Internet, redes sociais, apps de mensagem, editores de foto e de vídeo, robôs e toda a sorte de algoritmos – frutos da inovação tecnológica e científica – vêm contribuindo justamente para legitimar conteúdos distorcidos e perigosos. As ferramentas digitais possibilitam criar e multiplicar, em larga escala e alta velocidade, crenças que vão dos malefícios das vacinas à conspiração do aquecimento global, passando, agora, pela “mentira” do coronavírus ou por curas milagrosas da doença (as emas que o digam...).

A serviço de uma posição ideológica que se considera “do bem”, princípios como a razão, a comprovação científica e a busca da verdade vêm caindo por terra. Ou não, se ela for plana... O cenário ganha contornos trágicos porque reúne obscurantismo e lideranças com gigantesca influência digital.
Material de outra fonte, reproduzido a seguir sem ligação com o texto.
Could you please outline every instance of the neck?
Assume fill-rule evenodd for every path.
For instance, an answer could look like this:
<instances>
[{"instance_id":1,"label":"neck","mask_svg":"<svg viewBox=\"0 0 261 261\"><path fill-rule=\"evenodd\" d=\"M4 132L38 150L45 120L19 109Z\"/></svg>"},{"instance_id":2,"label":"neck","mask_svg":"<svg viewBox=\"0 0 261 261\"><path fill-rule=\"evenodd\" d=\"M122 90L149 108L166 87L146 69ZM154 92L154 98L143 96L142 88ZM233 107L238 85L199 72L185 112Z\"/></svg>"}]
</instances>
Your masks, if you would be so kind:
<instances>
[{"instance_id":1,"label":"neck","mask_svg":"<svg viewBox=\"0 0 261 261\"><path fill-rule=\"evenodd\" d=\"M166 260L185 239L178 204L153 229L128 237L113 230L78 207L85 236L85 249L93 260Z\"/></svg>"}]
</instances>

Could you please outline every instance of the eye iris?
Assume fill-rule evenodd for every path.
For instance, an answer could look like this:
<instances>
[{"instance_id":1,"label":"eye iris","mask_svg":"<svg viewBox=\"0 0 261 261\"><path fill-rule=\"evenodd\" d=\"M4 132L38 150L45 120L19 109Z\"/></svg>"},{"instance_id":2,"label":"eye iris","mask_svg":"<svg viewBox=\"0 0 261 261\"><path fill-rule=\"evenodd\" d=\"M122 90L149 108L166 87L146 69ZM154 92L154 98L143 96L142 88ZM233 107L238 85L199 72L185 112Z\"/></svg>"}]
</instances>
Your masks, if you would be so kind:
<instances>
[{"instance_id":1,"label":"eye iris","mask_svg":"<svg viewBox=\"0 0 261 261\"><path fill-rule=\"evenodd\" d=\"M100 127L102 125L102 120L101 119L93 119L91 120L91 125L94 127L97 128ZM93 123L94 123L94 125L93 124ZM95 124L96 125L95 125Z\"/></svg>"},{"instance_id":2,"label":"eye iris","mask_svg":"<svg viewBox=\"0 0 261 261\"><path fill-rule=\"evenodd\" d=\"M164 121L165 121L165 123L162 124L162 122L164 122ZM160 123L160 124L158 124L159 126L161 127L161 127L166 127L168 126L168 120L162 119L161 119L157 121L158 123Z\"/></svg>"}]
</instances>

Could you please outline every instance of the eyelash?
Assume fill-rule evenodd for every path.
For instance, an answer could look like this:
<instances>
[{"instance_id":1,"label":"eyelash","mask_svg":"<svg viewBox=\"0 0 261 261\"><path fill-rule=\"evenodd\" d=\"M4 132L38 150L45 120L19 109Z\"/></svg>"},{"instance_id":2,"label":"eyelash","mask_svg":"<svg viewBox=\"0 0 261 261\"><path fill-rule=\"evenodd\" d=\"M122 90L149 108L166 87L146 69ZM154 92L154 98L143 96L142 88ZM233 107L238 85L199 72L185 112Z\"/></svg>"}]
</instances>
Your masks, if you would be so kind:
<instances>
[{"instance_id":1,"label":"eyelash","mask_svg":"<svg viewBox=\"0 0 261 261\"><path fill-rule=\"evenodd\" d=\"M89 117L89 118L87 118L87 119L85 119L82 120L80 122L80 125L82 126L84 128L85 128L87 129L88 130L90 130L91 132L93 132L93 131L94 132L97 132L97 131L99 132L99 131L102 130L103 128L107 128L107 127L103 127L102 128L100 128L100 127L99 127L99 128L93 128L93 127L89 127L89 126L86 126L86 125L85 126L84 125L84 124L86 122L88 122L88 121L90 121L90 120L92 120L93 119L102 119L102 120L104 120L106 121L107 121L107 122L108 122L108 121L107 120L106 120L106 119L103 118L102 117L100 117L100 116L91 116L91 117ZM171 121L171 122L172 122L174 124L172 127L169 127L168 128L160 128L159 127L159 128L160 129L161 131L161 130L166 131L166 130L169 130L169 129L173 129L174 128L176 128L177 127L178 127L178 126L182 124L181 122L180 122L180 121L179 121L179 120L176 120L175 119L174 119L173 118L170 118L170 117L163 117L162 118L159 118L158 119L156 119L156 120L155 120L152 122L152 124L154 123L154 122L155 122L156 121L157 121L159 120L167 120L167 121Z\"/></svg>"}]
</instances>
Tudo isso em meio à luta contra um mal que estamos aprendendo a conhecer e a conviver.

Não é por outro motivo que o Facebook, pela primeira vez, apagou um post do presidente americano – continha informações falsas sobre a Covid-19. Não bastasse o erro ser cometido pela autoridade máxima de uma nação, trata-se do país mais relevante na geopolítica mundial e com um número enorme de vítimas do coronavírus. A rede tão indevidamente explorada por Trump para se eleger cometeu censura ou foi responsável? Era isso ou arcar com o peso de espalhar mais dor e morte pelo mundo.

Trump lá e Bolsonaro cá atrelam o discurso pseudocientífico ao combate à esquerda e a outros inimigos da moral e dos bons costumes. Não são pioneiros, nem criativos. No século passado, o agrônomo Trofim Lysenko, apoiado por Stalin, misturou política e uma teoria da evolução furada, na tentativa de livrar a União Soviética da fome e do pensamento “burguês”, criando assim uma quimera: a biologia soviética. Acabou entrando para a história como um grande charlatão. 

Ciência é busca autêntica por conhecimento verdadeiro e tecnologia a sua instrumentação ética. Ideologia será toda forma de conhecimento falsificado por objetivos políticos, religiosos ou pessoais. A tentativa de misturar ciência e ideologia nunca dará em boa coisa. Ainda mais potencializada pelo palco globalizado da comunicação digital. 

Nesse sentido, é fundamental que as plataformas globais massivas imponham limites éticos ao charlatanismos e aos detratores de uma visão de mundo bem informada, aberta, tolerante e justa. Foi sob tal signo que a internet nasceu, e por ele devemos perseverar.